Soon, D.C.’s culinary king José Andrés will launch his first fast-casual concept, Beefsteak. And while Matros has witnessed competitive activity in the market, he says he’s not worried.

“I think that a rising tide raises all ships, and I think the more attention and the more eyeballs and the more focus we can get around consumers making healthier choices, the better,” he says.

Andrés may be jumping into the fast-casual game later than Schulman and Matros, but he says opening Beefsteak is still going to be a challenge, even if others have succeeded in the same space – mostly because the restaurant will be vegetable-focused.

“For me, vegetables have always been the biggest growing part of my menus,” says Andrés, who owns a number of other D.C. restaurants, including Zaytinya, Oyamel, Jaleo, Minibar and his newest, China Chilcano. “Meat can be very boring. If you put a piece of meat in your mouth, the first five seconds are great, but the next 25 seconds are the most boring time of my life. … A vegetable is much more exciting, from the moment you eat it to the moment you put it down — far more exciting.”

Andrés says he is staying away from the word “healthy” when discussing his plans for the Foggy Bottom-based Beefsteak. “Food, on paper, is supposed to be healthy,” he says, adding that it’s how society has treated food in recent years that makes it unhealthy.

Andrés says Beefsteak’s menu will be packed with ingredients familiar to most. Customers will select a vegetable, which will be cooked to order in front of them. Then, they will choose a grain, a sauce, various toppings and even small pieces of a protein, such as egg, salmon or chicken, if desired.

“But this is almost like a side dish. I’m not expecting [the protein] to be more than 2 to 3 percent of the plate.” Andrés says.

Andrés calls the District’s booming fast-casual industry “unique,” citing everything from the rise of farmers market tacos to the continued success of D.C.-based companies such as Sweetgreen.

“It’s so funny that this is becoming this hub for fast-casual concepts,” he says. “It’s good that these things are happening. I like the see the different levels of success that the different concepts have.”

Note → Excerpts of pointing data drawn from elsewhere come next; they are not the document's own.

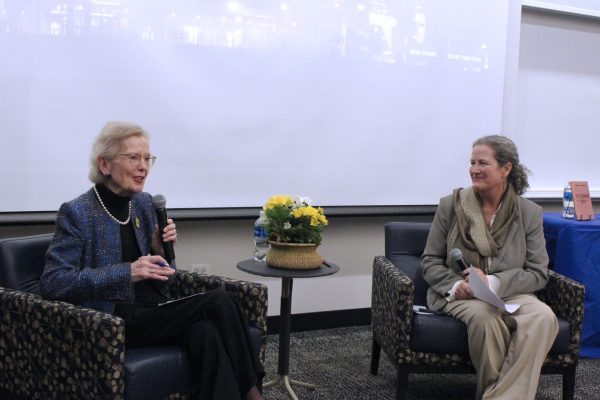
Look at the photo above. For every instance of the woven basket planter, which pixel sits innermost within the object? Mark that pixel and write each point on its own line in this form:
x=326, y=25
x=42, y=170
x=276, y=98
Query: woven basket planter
x=294, y=255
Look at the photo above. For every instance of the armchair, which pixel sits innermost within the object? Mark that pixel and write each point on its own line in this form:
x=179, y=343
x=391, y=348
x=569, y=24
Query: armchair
x=411, y=341
x=55, y=350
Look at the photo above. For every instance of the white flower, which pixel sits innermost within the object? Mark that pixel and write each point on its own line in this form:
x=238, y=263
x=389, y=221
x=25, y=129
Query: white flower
x=301, y=202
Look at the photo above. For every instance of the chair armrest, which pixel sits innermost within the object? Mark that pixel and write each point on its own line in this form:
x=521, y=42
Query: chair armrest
x=253, y=297
x=566, y=298
x=392, y=308
x=58, y=348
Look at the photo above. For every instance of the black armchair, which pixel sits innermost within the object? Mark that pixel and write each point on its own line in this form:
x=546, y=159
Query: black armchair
x=411, y=341
x=55, y=350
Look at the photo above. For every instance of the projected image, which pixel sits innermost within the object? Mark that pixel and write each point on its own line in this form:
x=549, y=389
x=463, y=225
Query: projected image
x=246, y=98
x=406, y=31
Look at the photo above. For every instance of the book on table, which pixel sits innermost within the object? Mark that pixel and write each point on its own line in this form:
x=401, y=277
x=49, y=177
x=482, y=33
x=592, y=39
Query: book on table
x=582, y=201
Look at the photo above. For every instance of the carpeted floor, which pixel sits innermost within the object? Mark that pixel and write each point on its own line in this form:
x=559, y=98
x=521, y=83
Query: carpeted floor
x=337, y=360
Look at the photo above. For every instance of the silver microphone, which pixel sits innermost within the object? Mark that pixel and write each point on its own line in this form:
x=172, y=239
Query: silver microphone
x=456, y=256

Protein Bar’s Matros says the growing interest in, and demand for, healthy fast-casual food is a trend that challenges chefs and business owners. He says it’s also one that could tip the scales when it comes to the nation’s health.

“I really like to think that we’re really in the second inning of this healthy eating game,” Matros says.  “So the more players, the more attention, the better it is for us, because it just continues to make us evolve and innovate and always try to find the newest, hottest, healthiest ingredients that we can serve up to our guests.”